Infiniband PCIe card preventing boot in one server but not another

Discussion in 'Networking' started by alltheasimov, May 12, 2018.

  1. alltheasimov

    alltheasimov Member

    Joined:
    Feb 17, 2018
    Messages:
    58
    Likes Received:
    10
    Which motherboard does it not work on? Did you try increasing the BAR space size?
     
    #21
  2. alltheasimov

    alltheasimov Member

    Joined:
    Feb 17, 2018
    Messages:
    58
    Likes Received:
    10
    I created a separate thread with the performance tests of the two firmwares. There was no significant difference.
     
    #22
  3. arglebargle

    arglebargle H̸̖̅ȩ̸̐l̷̦͋l̴̰̈ỏ̶̱ ̸̢͋W̵͖̌ò̴͚r̴͇̀l̵̼͗d̷͕̈

    Joined:
    Jul 15, 2018
    Messages:
    294
    Likes Received:
    83
    Did you ever solve this problem? I think I'm encountering the same thing with an HP branded CX3 (MCX354A-QCBT) in an Asus Z97-Pro motherboard. I've tried enabling "Above 4G Decoding" but I haven't been able to POST once with the CX3 installed.
     
    #23
    Last edited: Aug 5, 2018
  4. fohdeesha

    fohdeesha Kaini Industries

    Joined:
    Nov 20, 2016
    Messages:
    765
    Likes Received:
    568
    if you think BAR size is the issue, this is configurable on the card with mlxconfig (same utility I recommend for setting ports to ethernet or IB etc). It's saved in the cards flash so you can configure it on the working PC, then move the card to the non working one:

    [​IMG]

    I would start by setting it to 0, like:

    Code:
    mst start
    
    mlxconfig -d /dev/mst/mt4099_pci_cr0 set LOG_BAR_SIZE=0
    Then move it to the other PC and see if it boots. If it does, you could try increasing it by 1 each time until it doesn't. If it doesn't boot even at 0, try disabling SR-IOV if it's enabled, like "mlxconfig -d /dev/mst/mt4099_pci_cr0 set SRIOV_EN=0" the total BAR size is a function of the BAR size setting above times the number of virtual functions, so if you have SR-IOV enabled with a bunch of VF's, that will get big really fast.

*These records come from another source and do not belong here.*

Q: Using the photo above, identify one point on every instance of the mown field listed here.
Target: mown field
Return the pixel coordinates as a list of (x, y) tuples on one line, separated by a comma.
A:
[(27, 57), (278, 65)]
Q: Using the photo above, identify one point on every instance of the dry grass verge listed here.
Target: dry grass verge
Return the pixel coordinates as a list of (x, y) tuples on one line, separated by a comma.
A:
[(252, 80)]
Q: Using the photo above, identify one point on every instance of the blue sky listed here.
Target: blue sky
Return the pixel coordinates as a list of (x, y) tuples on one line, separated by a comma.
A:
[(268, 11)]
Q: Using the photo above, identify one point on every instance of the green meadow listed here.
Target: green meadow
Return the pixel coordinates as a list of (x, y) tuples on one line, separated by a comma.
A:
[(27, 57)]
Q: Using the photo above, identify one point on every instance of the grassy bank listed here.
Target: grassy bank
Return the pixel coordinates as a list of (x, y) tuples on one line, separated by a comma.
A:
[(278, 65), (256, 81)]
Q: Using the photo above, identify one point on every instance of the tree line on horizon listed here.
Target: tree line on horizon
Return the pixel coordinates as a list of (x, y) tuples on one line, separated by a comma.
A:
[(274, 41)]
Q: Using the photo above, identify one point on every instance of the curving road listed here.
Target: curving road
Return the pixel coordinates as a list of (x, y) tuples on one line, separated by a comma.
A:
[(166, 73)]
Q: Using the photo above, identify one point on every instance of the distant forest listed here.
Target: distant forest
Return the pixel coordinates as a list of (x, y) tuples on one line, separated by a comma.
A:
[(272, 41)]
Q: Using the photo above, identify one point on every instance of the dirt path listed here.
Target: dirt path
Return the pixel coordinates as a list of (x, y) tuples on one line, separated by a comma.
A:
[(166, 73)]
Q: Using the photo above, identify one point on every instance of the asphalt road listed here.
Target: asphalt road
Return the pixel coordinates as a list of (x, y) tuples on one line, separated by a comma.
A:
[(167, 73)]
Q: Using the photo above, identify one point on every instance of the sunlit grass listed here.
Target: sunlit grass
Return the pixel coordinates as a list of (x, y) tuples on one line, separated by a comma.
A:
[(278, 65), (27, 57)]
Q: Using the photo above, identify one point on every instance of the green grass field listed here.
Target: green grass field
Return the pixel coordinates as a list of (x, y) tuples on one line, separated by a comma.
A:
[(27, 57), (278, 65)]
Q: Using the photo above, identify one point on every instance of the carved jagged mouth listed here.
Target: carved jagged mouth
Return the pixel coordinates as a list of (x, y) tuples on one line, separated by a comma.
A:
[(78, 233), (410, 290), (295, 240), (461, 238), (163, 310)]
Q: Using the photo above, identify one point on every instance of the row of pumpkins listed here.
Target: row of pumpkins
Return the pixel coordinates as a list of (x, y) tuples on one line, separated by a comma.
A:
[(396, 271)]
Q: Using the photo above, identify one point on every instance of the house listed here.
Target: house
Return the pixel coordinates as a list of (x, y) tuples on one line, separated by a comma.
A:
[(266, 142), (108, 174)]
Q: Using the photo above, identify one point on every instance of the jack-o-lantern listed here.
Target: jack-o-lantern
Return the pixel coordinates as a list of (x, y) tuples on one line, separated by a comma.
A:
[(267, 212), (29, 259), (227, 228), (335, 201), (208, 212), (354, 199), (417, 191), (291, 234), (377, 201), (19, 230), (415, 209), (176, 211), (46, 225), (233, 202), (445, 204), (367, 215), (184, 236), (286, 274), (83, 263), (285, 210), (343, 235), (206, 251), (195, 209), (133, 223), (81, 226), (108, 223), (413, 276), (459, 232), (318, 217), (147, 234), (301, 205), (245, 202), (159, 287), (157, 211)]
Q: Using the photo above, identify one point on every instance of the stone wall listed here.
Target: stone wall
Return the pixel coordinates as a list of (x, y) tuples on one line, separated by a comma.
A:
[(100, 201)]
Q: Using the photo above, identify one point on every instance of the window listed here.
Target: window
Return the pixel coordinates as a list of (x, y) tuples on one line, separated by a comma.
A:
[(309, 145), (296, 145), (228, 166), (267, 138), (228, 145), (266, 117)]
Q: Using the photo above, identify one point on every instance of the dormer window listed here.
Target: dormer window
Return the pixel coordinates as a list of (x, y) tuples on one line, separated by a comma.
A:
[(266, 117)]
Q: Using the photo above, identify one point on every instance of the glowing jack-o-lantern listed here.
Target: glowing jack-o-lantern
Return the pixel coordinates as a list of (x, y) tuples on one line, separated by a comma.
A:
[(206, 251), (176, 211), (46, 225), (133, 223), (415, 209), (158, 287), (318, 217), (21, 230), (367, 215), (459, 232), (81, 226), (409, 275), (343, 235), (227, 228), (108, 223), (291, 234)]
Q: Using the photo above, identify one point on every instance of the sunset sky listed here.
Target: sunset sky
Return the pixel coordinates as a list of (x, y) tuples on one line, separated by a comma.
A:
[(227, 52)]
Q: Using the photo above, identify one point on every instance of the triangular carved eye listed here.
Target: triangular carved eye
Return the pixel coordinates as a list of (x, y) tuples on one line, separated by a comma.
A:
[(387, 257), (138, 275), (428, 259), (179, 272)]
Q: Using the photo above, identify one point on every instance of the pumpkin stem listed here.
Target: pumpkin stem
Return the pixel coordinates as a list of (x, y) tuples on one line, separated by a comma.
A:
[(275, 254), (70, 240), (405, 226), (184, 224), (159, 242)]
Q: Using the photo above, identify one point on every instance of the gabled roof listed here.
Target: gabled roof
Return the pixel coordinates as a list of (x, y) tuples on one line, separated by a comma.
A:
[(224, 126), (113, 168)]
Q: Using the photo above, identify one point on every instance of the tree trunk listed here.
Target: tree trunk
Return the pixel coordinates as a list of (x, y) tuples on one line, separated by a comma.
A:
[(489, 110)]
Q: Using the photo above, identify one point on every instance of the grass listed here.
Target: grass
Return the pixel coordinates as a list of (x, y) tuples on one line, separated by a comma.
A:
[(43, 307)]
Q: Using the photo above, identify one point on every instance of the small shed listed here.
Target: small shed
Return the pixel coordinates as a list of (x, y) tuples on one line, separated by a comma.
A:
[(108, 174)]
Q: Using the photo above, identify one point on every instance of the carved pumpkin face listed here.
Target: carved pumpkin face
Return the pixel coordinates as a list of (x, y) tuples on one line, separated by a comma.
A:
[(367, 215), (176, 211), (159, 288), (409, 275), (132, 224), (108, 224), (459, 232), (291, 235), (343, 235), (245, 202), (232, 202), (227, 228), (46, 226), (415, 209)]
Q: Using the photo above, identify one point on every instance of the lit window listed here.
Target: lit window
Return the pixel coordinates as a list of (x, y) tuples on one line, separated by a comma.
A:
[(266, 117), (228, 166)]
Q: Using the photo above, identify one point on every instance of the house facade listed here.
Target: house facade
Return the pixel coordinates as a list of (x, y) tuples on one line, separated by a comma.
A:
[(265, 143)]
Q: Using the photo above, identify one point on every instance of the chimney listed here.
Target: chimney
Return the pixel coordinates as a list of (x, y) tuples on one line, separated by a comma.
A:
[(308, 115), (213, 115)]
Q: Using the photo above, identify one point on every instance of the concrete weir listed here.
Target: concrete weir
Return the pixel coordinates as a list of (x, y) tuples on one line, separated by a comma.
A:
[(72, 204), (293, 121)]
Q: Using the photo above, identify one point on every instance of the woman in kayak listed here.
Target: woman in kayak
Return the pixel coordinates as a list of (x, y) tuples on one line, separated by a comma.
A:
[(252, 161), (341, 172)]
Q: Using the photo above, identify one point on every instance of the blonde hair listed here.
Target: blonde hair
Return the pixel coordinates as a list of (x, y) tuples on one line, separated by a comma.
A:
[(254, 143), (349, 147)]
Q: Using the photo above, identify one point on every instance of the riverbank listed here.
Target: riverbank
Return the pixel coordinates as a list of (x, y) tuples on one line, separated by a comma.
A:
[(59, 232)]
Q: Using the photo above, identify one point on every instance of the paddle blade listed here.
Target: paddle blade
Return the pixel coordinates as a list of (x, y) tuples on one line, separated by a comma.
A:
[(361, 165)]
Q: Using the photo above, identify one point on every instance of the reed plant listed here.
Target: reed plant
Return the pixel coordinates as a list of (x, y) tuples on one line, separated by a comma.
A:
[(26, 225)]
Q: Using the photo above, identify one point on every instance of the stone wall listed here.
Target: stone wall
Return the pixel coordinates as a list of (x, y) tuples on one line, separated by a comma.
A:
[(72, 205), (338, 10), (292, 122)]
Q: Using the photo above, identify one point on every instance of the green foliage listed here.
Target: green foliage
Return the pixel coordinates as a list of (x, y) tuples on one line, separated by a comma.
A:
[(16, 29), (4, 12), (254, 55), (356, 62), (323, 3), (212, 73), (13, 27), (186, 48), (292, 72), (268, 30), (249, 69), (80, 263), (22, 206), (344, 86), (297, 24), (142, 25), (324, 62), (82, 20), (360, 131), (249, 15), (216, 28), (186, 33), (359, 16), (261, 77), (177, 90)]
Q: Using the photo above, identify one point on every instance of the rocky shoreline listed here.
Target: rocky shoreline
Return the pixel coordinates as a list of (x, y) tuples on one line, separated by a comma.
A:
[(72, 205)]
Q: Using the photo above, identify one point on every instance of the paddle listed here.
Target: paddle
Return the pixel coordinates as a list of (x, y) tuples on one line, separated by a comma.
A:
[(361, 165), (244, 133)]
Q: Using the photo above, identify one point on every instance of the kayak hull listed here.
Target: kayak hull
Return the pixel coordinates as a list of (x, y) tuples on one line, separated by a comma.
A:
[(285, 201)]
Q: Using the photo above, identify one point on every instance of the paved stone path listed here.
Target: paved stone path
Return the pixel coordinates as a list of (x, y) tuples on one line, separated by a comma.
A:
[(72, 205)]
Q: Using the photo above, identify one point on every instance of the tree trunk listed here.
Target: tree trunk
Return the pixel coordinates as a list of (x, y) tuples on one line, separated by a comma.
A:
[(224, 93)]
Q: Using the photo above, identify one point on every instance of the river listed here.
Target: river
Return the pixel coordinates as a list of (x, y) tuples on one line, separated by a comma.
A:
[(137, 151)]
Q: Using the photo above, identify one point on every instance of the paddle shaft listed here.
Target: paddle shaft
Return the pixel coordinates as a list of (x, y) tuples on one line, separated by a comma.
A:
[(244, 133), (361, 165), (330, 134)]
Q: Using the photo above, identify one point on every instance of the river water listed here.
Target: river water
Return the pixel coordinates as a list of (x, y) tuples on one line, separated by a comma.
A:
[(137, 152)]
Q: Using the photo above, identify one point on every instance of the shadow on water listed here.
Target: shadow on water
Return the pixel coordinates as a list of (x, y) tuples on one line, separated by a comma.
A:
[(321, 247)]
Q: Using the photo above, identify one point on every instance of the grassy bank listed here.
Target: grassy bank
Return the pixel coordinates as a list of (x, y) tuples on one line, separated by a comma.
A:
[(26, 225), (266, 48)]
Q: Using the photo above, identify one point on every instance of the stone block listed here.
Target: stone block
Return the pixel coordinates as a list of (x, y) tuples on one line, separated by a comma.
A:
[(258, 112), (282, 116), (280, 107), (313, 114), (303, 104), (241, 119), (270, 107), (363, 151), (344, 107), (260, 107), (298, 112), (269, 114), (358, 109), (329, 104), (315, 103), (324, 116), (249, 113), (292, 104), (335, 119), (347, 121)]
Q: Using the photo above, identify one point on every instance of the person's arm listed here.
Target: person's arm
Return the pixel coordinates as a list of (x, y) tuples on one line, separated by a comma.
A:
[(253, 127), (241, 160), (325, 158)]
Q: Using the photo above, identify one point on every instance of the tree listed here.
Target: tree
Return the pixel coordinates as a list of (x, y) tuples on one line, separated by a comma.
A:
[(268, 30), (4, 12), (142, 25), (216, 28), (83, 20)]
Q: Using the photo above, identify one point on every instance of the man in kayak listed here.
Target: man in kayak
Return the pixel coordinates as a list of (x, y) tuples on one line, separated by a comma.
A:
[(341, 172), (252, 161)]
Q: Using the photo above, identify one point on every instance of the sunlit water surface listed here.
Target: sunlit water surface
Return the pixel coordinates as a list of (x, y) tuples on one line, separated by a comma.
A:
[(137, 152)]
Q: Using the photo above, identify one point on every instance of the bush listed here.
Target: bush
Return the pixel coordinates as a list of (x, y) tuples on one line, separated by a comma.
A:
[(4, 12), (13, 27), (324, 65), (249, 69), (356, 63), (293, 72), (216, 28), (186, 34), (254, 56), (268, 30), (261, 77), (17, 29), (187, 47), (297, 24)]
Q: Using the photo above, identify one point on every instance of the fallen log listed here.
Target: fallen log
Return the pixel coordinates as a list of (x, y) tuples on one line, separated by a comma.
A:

    if it still absolutely won't boot, try disabling SR-IOV in your motherboard BIOS
     
    #24
    Last edited: Aug 5, 2018
  5. arglebargle

    arglebargle H̸̖̅ȩ̸̐l̷̦͋l̴̰̈ỏ̶̱ ̸̢͋W̵͖̌ò̴͚r̴͇̀l̵̼͗d̷͕̈

    Joined:
    Jul 15, 2018
    Messages:
    294
    Likes Received:
    83
    I think I'm going to have to concede defeat on this one, 10 hours of troubleshooting is enough.

    Here's what I've tried today:
    • LOG_BAR_SIZE=0..3
    • NUM_OF_VFS=1..8
    • SRIOV_EN=0 and SRIOV_EN=1
    • Downgrading as far back as 2.10.2280 + Flex-3.3.650 (from 2012)
    • Nuking the bootrom on the card entirely
    Unless I'm missing something incredibly stupid I'm pretty sure this is an Asus bios problem. This is the second Asus board I've owned that flat out refused to POST with a certain PCIe device installed, I think it's going to be my last.

    In case anyone finds this via Google in the future here's a synopsis:
    Asus z97 Pro with a Mellanox MCX354A-FCBT ConnectX-3 VPI adapter (HP 544QSFP 649281-B21) refuses to POST with Q-Code 40 displayed on the board. "Above 4G decoding" is on in the bios, I don't have any options for IOMMU or SR-IOV available to change.
     
    #25
  6. fohdeesha

    fohdeesha Kaini Industries

    Joined:
    Nov 20, 2016
    Messages:
    765
    Likes Received:
    568
    well damn, that's no good. one of my workstations upstairs is an asus z97 based board (sabertooth something or other), and I've been meaning to throw a connectx3 in it - I guess I'll see how that goes. Out of curiosity, how did you nuke the bootrom on the card? last time I tried with the brom flint commands it wouldn't allow it, unless you mean disabling boot options with mlxconfig
     
    #26
  7. arglebargle

    arglebargle H̸̖̅ȩ̸̐l̷̦͋l̴̰̈ỏ̶̱ ̸̢͋W̵͖̌ò̴͚r̴͇̀l̵̼͗d̷͕̈

    Joined:
    Jul 15, 2018
    Messages:
    294
    Likes Received:
    83
    Flint will stop you from issuing drom or brom commands if the fw image flashed to the card contained a versioned copy of Flexboot but the option flag --allow_rom_change will let you override that.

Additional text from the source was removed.